The $31.4 billion worth of commitments in August was split between $19.5 billion worth of commitments by owner occupiers and $11.9 billion in commitments to investors. The value of lending to owner occupiers has fallen over two consecutive months while lending to investors has risen for the fourth consecutive month. The value of lending to owner occupiers is now -8.6% lower than its peak in December 2015. Investor lending remains well below its April 2015 peak, down -18.5% however, the recent rebound has seen the value of investor lending increase by 10.0% from its recent trough in April 2016.
The $19.5 billion worth of mortgage borrowing by owner occupiers was comprised of: $1.8 billion for construction of dwellings, $1.0 billion for purchase of new dwellings, $6.4 billion for refinancing of established dwellings and $10.2 billion for purchase of established dwellings. The two largest components of owner occupier lending; refinancing and purchase of established dwellings, have both trended lower over recent months. The value of refinance lending is -13.4% lower than its peak of $7.4 billion in December 2015 and purchase of established dwellings is -11.2% lower than its $11.5 billion peak in September 2015. With an interest rate cut which wasn’t passed on in full by most lenders in August, there is a decent probability that refinance activity will increase over the coming months.
For investors there was $11.9 billion in mortgage lending in August 2016, which was split between $0.9 billion in lending for construction and $11.1 billion for established housing. The value of lending for construction was at its lowest level since September 2015 and down -49.5% from its recent peak of $1.7 billion in March 2016. The $11.1 billion in lending for established housing has increased over four consecutive months and is at its highest level since August 2015. Housing credit data also highlights the recent up-tick in investor mortgage lending with monthly investor credit data increasing over each of the five months to August 2016.
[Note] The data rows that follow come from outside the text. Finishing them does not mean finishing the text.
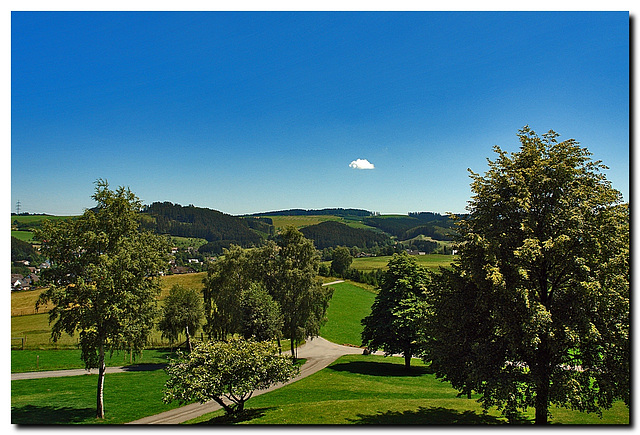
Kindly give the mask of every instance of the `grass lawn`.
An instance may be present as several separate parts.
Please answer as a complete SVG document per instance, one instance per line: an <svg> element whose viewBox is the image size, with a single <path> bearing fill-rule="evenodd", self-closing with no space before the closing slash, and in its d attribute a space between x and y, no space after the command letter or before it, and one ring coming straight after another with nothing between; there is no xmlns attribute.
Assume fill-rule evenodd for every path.
<svg viewBox="0 0 640 435"><path fill-rule="evenodd" d="M131 364L157 364L167 362L170 352L158 349L146 349L136 359L126 352L107 354L105 363L108 367L127 366ZM12 350L11 373L24 373L43 370L82 369L84 363L80 359L79 349L64 350Z"/></svg>
<svg viewBox="0 0 640 435"><path fill-rule="evenodd" d="M371 313L376 295L347 282L333 284L331 288L333 297L327 309L327 323L320 329L320 336L334 343L360 346L360 320Z"/></svg>
<svg viewBox="0 0 640 435"><path fill-rule="evenodd" d="M11 230L11 237L23 242L31 242L33 240L33 231Z"/></svg>
<svg viewBox="0 0 640 435"><path fill-rule="evenodd" d="M95 418L97 375L11 382L13 424L120 424L177 408L164 404L164 370L110 373L104 381L104 421Z"/></svg>
<svg viewBox="0 0 640 435"><path fill-rule="evenodd" d="M503 424L496 410L484 415L474 399L440 382L420 361L407 373L402 358L349 355L328 368L247 402L244 416L229 420L222 411L191 424ZM551 409L552 423L628 424L621 404L595 415ZM531 410L526 416L532 422Z"/></svg>
<svg viewBox="0 0 640 435"><path fill-rule="evenodd" d="M428 254L416 255L413 258L417 260L418 264L430 269L437 269L440 266L450 265L456 257L453 255ZM371 271L375 269L386 270L389 260L391 260L390 256L354 258L351 267L361 271Z"/></svg>

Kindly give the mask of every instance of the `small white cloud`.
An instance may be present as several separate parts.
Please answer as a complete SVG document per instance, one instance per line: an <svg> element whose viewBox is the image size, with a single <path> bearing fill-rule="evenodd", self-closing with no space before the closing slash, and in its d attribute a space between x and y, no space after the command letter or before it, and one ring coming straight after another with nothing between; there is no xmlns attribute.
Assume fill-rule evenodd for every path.
<svg viewBox="0 0 640 435"><path fill-rule="evenodd" d="M373 163L367 159L357 159L349 163L349 167L353 169L374 169Z"/></svg>

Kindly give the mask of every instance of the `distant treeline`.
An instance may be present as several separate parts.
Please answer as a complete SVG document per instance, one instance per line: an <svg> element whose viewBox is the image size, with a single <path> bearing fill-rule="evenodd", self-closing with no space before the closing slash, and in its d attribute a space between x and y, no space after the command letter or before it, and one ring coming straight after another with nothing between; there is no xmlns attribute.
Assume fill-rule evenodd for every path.
<svg viewBox="0 0 640 435"><path fill-rule="evenodd" d="M247 216L339 216L339 217L367 217L373 216L368 210L355 208L323 208L321 210L303 210L294 208L291 210L268 211L264 213L254 213Z"/></svg>
<svg viewBox="0 0 640 435"><path fill-rule="evenodd" d="M386 234L352 228L335 221L326 221L304 227L300 229L300 232L307 239L313 240L316 249L335 246L357 246L362 249L369 249L391 243L391 239Z"/></svg>
<svg viewBox="0 0 640 435"><path fill-rule="evenodd" d="M409 213L409 216L373 216L364 223L376 227L398 240L408 240L418 235L431 237L434 240L451 241L455 234L455 220L447 215L420 212Z"/></svg>
<svg viewBox="0 0 640 435"><path fill-rule="evenodd" d="M263 237L253 231L246 220L208 208L154 202L145 206L142 214L150 218L141 220L142 228L158 234L207 240L209 243L202 246L200 252L221 253L223 247L232 243L250 247L263 241Z"/></svg>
Focusing solely on new construction which includes owner occupier construction of dwellings, owner occupier purchase of new dwellings and investor lending for construction, there was $3.7 billion in lending in August 2016. The $3.7 billion was the lowest value of lending for new housing since September 2015 with lending for new housing having trended lower since March 2016. Based on this data, only 14.9% of the total value of housing finance commitments in August 2016 were for new housing. Of the $3.7 billion, 23.1% of lending was to investors.
The trends are emerging whereby demand from the investment segment is increasing again while owner occupier demand is slowing. Although investment demand is lifting, it is not expected to lift to the substantial levels recorded earlier in the current housing cycle. The fading demand from owner occupiers reflects that many have already upgraded or downgraded in the current cycle as much as the fact that particularly in Sydney and Melbourne it is probably getting a little harder to justify a move in the context of significant transactional costs. When owners look at the cost of upgrading and the market exit cost (agent commission etc) and entry costs (stamp duty) many are probably now considering a renovation as a better option than moving.
Housing market listings have increased in spring and over recent months auction volumes and clearance rates have also increased. It will be interesting to see whether this translates into a lift in housing finance commitments over the coming months as the data becomes avaialable.